At times, people can be pretty nasty to one another. People steal, abuse, defraud, lie, hate, etc., and many don’t care of the damage they do, or the destruction that surrounds them. Indeed, for most of us, life doesn’t run as smoothly as we might hope. So whereas Benjamin Franklin wrote, in 1789, “in this world nothing can be said to be certain, except death and taxes,” perhaps we could add in something about the way people treat each other too.
Now of course being horrible to one another is not always intended. Sometimes it is just a misunderstanding. Nevertheless, the question in is, “Should we allow the hurt that has been caused to wreck our lives, or should we learn to move on?”
Now I am not suggesting that we ignore the abuse, or whatever it is that we have faced. Far from it. But I am suggesting that we shouldn’t use that abuse to inflict more damage on ourselves than is absolutely necessary. After all, our abuser may be responsible for his/her actions. But it is up to us to whether we dig up the past, and keep opening old wounds, or whether we learn to move on.
Of course, that may be easier said than done. But the sad thing is that so many people today have not learned to move on. Furthermore, some people just don’t seem to want to. Some are continually dragging up the past; some are continually compounding the original problem that was caused by someone else. It’s like Lot’s wife, who looked back at Sodom, yearning for a life that was lost but was full of corruption.

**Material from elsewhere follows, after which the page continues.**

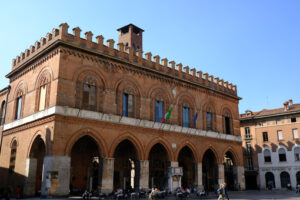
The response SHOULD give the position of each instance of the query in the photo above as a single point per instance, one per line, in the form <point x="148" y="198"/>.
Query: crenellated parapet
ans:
<point x="122" y="52"/>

Now some people hang on to their pain, because it’s all that they know. But as a consequence, one could easily ask, “Is their current situation the direct result of the abuse, or is it the consequence of being unwilling to let go?”
Now there is very important biblical principle in regard to being a victim of someone else’s abuse, etc… And the principle relates to the need to forgive. Indeed the whole bible is about the need for forgiveness—the need for us to be forgiven by God, and the need for us to forgive others. Yet whilst the need for forgiveness is the crux of the gospel, so many people today have not sought forgiveness from God, and so many continue to refuse to forgive others.
So, despite the initial offence, many people are suffering more now because of the result of unforgiveness than they were for the original offence. The original offence may have lasted but a moment, but their failure to deal with it has resulted in a lifetime of suffering.
And that is probably one of the reasons why Jesus put such emphasis on the need for forgiveness. It is also probably why the Apostle Paul taught that we shouldn’t even let the sun go down on our anger.
Dragging the past along—the lack of forgiveness—tends to blow situations well out of proportion. Minor disputes become major ones; individual disputes become problems of families and nations. Indeed, it is easy for situations to escalate and get out of control. Which is why dealing with past, and moving on, is so important. And it is something that I’ve had to learn to do in my own life too.
Now for those who don’t know me, I have a very low tolerance for people who do the wrong thing. I have also had many disputes with a range of people and organisations for not doing what they promised, for doing the wrong thing, etc., etc… There have also been misunderstandings, family disputes etc. Yet, whilst I believe that bringing people to account is important, I also believe that a line has to be drawn somewhere. Because if it’s not, then I am the one who will suffer for the subsequent damage that is caused.
Of course, that sometimes means letting go, even letting others get away with things that they shouldn’t, etc… But I believe that is the price that sometimes needs to be paid. It’s certainly better than living a totally wrecked life, because of an inability to move on from a problem that someone else caused.
From a biblical point of view, then, forgiveness is the ideal. Nevertheless, the reality may not necessarily be so straight forward. Any attempt, if appropriate, to resolve a dispute with the original perpetrator may fall on death ears. But in that case, all we can do is to do our bit and be content with that, no matter how unsatisfactory the result. Because in the end, no whatever the other person does, we need to learn to move on.